Donc, quand on se plaint que l’humanité aurait perdu le goût du futur, on oublie qu’il n’y a jamais eu deux siècles qui aient eu le même futur. Nous ne pouvons pas imaginer ce que pouvaient penser des temps futurs ceux qui ont vécu avant 1914, avant la Grande Guerre. Pour nous la rupture est totale : un abîme nous sépare d’eux. Ce qui paraît si totalement invraisemblable chez les futuristes, c’est leur enthousiasme technique, leur éloge de la guerre mécanisée de 1914, leur volonté de faire table rase du passé : aujourd’hui nous sommes dans la précaution, le patrimoine, l’éloge de la paix, l’incertitude généralisée sur ce qu’il faut conserver et ce qu’il faut changer.
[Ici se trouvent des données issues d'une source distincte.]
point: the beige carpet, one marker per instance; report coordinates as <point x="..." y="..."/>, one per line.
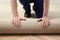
<point x="30" y="37"/>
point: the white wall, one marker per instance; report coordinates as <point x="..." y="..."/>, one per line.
<point x="5" y="8"/>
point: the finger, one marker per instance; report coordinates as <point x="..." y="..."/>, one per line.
<point x="39" y="20"/>
<point x="12" y="21"/>
<point x="49" y="22"/>
<point x="17" y="23"/>
<point x="43" y="23"/>
<point x="23" y="19"/>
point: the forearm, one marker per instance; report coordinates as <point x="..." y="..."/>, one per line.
<point x="14" y="8"/>
<point x="46" y="8"/>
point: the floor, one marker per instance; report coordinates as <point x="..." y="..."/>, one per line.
<point x="30" y="37"/>
<point x="5" y="4"/>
Est-ce mieux ? Oui sans aucun doute. Quand on voit la politique des futuristes, on a le droit de s’interroger sur le futur qu’ils promettaient…

 

Nous sommes passés du temps du temps au temps de l’espace.

Bruno Latour


Il y a, il faut le reconnaître, quelque chose d’écrasant dans le changement total que nous avons connu entre la fin du siècle dernier et aujourd’hui (un autre changement dans une suite de changements, bien sûr) : nous sommes passés du temps du temps au temps de l’espace. Je m’explique : pendant la période qui va du début du 19e à la fin du 20e, la flèche du temps avait une direction précise qui permettait à chaque époque de remplacer la précédente. Le mot « remplacer » est essentiel : c’est ce qui permettait de rejeter la période précédente comme « archaïque » ou encore comme « dépassée ». Les futuristes jouent à fond de ce registre. C’est aussi ce qui permet de définir l’avant-garde en art et l’avant-garde en politique. Cela c’était le temps du temps.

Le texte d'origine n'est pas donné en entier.